Overprinting versus Knockout
Overprint versus Knockout

What is overprinting?

Creating dimension in a one-dimensional print project can take some creative brainpower. Generally, printed items are planned with colors that do not use overprinting, or print on top of each other, as this can sometimes cause an unexpected effect or colors to look “muddy.”

With overprinting, however, you intentionally mix colors together by printing one on top of the other to form an interesting level of dimension and new color results. While the final result depends on how your project is implemented, overprinting can provide a measure of depth that is often missing in projects that are printed on a flat piece of paper.

Knockout versus Overprint

Traditional design software automatically creates a knockout of any text or lines that are overlapping one another, so you’re able to see the crisp, clear edges in your printed product just as you see them on your screen. The knockout effect uses the top-most object’s art only and ignores all art or objects below the top object.

When colors are overprinted, or overlapped, you have the opportunity to create an additional color. While knockout text can be impactful, overprinting adds some dimension or thickness to the paint. This slight trick of thickness makes the image appear to jump off the page and creates a completely new look from traditional printing.

Order of Colors Matters

One thing that’s important to keep in mind with overprinting is that the order in which the colors are applied to the canvas matters. If you’re purposefully overprinting several colors, you wouldn’t want to design your project with the lightest color in the back, for instance. The darker foreground color could easily overwhelm the lighter shade, causing an unexpected result. The colors will be printed in exactly the same order as the artwork, which is why it is critical to have someone who truly understands design and printing create your artwork to ensure a consistent result for your printed materials.

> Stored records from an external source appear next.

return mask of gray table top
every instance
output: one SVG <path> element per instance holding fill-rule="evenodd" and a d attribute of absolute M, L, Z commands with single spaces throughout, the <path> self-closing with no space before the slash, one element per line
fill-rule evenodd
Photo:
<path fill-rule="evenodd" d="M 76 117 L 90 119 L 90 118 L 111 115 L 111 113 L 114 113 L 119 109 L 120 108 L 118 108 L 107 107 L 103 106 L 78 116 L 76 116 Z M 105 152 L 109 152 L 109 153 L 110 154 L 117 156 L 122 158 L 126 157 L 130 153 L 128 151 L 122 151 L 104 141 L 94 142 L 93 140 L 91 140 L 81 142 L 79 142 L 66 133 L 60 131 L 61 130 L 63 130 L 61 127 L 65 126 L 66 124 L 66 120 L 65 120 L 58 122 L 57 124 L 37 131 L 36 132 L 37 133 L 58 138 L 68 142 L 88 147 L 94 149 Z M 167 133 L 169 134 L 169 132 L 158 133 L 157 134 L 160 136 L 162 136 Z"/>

Just like every other creative approach to printing, you don’t want to go overboard with overprinting. However, when used judiciously, you can create intriguing designs that would be much more difficult or expensive were you to use traditional printing techniques. A perfect example is with Pantone colors where there might be a charge for each color. With overprinting techniques, you can technically get a third color without having to pay for an additional imprint.